4. The method of claim 1, wherein the method further comprises: The coupling in step 4 is specifically as follows: Smoke radiation feedback effect: aerosol absorption of solar radiation increases the boundary layer temperature, and scattering effect changes the surface heat flux; Meteorological dynamic correction: the corrected wind field enhances the oxygen transport in front of the fire line, and the change of surface radiation flux accelerates the preheating of combustible materials; Time-dependent effect: the dynamic coupling mechanism captures the phased action of organic carbon aerosol, realizes the inhibition in the early stage and accelerates the fire spread in the later stage; Extreme fire behavior prediction: the fire spread speed is predicted according to the smoke feedback.
5. The method of claim 4, wherein the method further comprises: The corrected meteorological field obtained after the meteorological dynamic correction contains the temperature gradient, radiation flux and three-dimensional wind field after the disturbance of aerosol.
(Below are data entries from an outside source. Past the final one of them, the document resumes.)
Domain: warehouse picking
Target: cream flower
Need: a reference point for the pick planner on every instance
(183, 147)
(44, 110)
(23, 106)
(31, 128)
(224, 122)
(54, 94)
6. The method of claim 4, wherein the fire spread integrated prediction method coupled with the smoke and weather feedback effect is characterized by, In the process of coupling, it also includes the radiation heating of smoke aerosol, the enhanced convective circulation and the preheating of fuel by thermal radiation.
7. A fire spread integrated prediction system coupling smoke and meteorological feedbacks for implementing the fire spread integrated prediction method according to any one of claims 1 to 6, characterized in that, The method comprises the following modules: A parameter estimation module for real-time estimation of forest fire emission parameters based on satellite remote sensing data; A grid matching module for converting the emission parameters into a spatio-temporal dynamic emission flux that can be recognized by the numerical weather chemistry prediction model WRF-Chem, and realizing the matching with the WRF-Chem meteorological chemistry grid through grid interpolation; A dynamic meteorological field generation module for generating a dynamic meteorological field containing smoke radiation feedback through the two-way coupling process of smoke aerosol and meteorological field simulated by the grid-matched WRF-Chem; A fire spread prediction result module for real-time input of the dynamic meteorological field into the weather-fire coupling simulation and the weather research and forecast model WRF-Fire to replace the original meteorological field for fire spread calculation, establish a smoke radiation-meteorological correction-fire spread enhancement closed loop feedback chain, and realize the simulation of the feedback effect of smoke on fire spread.